Under an “enhanced outreach scenario,” meaning an aggressive effort to enroll Medicaid-eligible people, the (Kaiser Commission on Medicaid and the Uninsured report) predicts 367,541 newly eligible Oklahomans would enroll, a total of 470,358 would be added to Medicaid rolls and the number of people below the 133 percent poverty level would go down 74.8 percent.

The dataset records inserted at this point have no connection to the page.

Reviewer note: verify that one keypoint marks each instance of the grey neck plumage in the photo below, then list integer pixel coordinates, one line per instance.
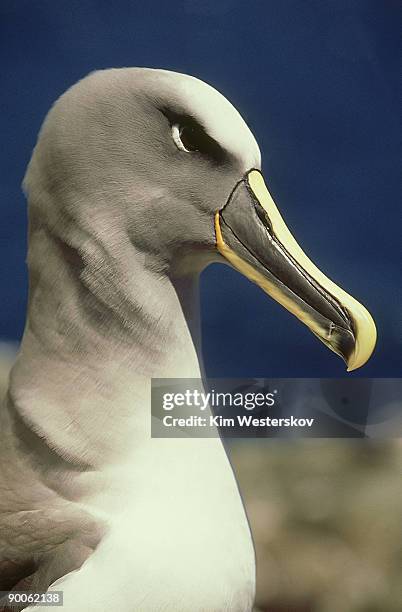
(101, 322)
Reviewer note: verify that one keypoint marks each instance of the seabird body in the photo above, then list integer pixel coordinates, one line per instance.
(133, 188)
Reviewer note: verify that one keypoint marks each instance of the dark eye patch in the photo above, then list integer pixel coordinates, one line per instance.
(194, 137)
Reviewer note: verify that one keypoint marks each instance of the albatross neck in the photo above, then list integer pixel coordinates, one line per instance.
(91, 345)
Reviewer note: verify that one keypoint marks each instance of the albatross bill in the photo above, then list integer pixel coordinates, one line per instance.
(252, 236)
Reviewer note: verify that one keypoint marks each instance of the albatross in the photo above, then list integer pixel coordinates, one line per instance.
(139, 179)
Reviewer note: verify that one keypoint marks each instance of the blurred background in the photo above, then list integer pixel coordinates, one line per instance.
(319, 83)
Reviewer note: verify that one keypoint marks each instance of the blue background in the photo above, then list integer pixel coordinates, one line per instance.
(319, 84)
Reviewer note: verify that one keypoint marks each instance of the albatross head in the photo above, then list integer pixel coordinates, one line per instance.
(161, 165)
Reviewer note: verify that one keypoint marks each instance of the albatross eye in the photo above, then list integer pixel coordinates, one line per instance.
(186, 137)
(191, 138)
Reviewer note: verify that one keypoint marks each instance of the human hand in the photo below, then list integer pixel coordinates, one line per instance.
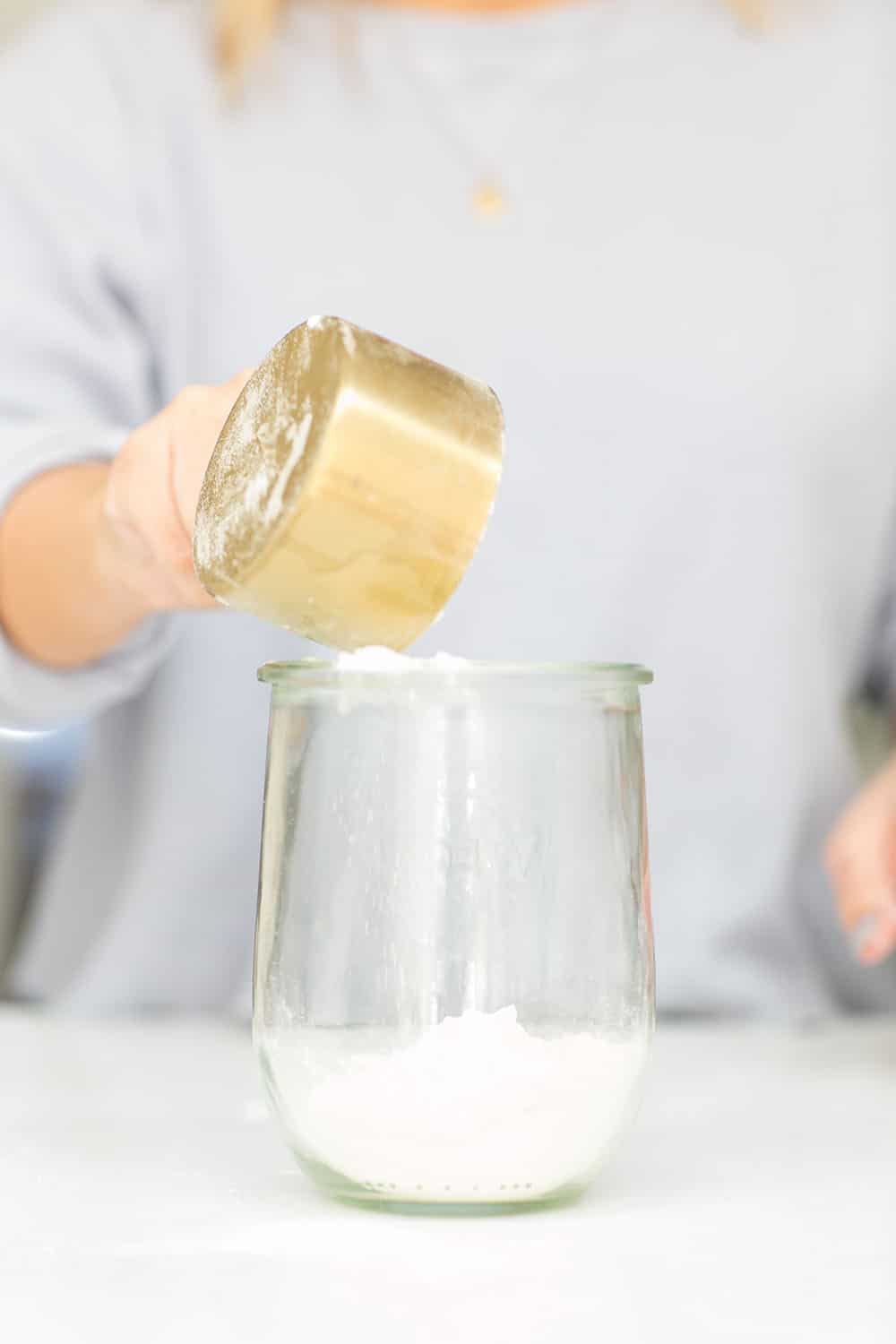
(860, 857)
(151, 495)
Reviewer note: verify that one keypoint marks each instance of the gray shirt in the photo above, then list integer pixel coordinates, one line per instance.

Gov. Mary Fallin still hasn’t decided whether or not to participate in the Medicaid expansion. Even if the state opts out, its citizens will still be responsible for purchasing health insurance by 2014, barring, of course, nullification or repeal (should the country elect a new president).

Holly Wall, News Editor

Comment

  • Shakeheap

    Dr. Ritze sez: “When you have something totally unconstitutional you have to take a stand…”. Last I checked, Doctor, it was the Supreme Court had the final say as to what is and is not constitutional and they did exactly that. The determination has been made. With that in mind I relish the prospect of you tilting at the IRS windmill and at least give you a tip of the cap for standing up for your principles — no matter how wacky they may be.

  • Madrig6

    Unless he has a real, definable, specific solution, why get rid of insurance for people to the age of 26, no preexisting conditions or life time caps on insurance, Why get rid of personal responsibility of having uninsured buy insurance?  Why let uninsured get sick and die?  Because big insurance has bought your voice. Oklahoma will never be a great state with politicians dragging it’s citizens back to the dark ages.   

  • Rdhd413

    What a twit. With people like him in our state government, it is embarrassing to admit to being from Oklahoma. 

  • RP 2012.

    socialized medicine is the end of the health care system. Yes it might seem a great idea now but when it becomes a burden and a nuisance to the American people and starts dictating what available care is provided and you see more and more health care benefits fall by the wayside. It WILL happen.

  • Shakeheap

    The system in place IS a socialist system. Most of us are forced, by penalty of law, to pay into a system which pays for those who cannot. Yet the healthcare system plugs along just fine therefore voiding your entire argument. Exactly which part of the ACA do you not like? My guess, given that your candidate came up with the system, is that you dislike the Obama part. Right?

  • Jon Roland

    The bill might appeal to the legally ignorant but it is
    foolishly misconceived. The press comments about nullification
    in history are also incorrect. Nullification is the abandonment
    of attempts to enforce something, not the acts of resistance to
    it, and that resistance is passive disobedience, not repeal. The
    Kentucky
    Resolutions of 1798 were a protest, not a nullification
    effort.
    If any state official tried to enforce a penal statute against
    a federal agent, the case would be immediately removed to
    federal court and dismissed, so it could never be enforced. It
    is likely that hapless state official would then be criminally
    prosecuted in federal court for interfering with a federal
    officer, and that prosecution would be effective. The state
    would also not be allowed to represent him, so he would be on
    his own. The resulting publicity might have some effect as
    political theater, but not as law.
    It also misconceives how the Affordable Care Act would be
    implemented. It is only about taxing and spending, and all of
    that can be done from outside the state. The IRS may not levy or
    lien to collect the individual mandate, now called a tax, but
    only deduct it from other money it has received from someone,
    such as through employer withholding. It could enforce
    collection of other amounts it would claim, but not that
    portion. The only way to get at the IRS for collecting a
    deficiency would be to try to nullify the entire federal income
    tax on compensation for labor.
    Nullification done right is complicated and needs careful
    planning and execution. There is a competent proposal that might
    work for some kinds of federal usurpations thoroughly discussed
    at nullifynow.net . That
    proposal needs to be pushed instead.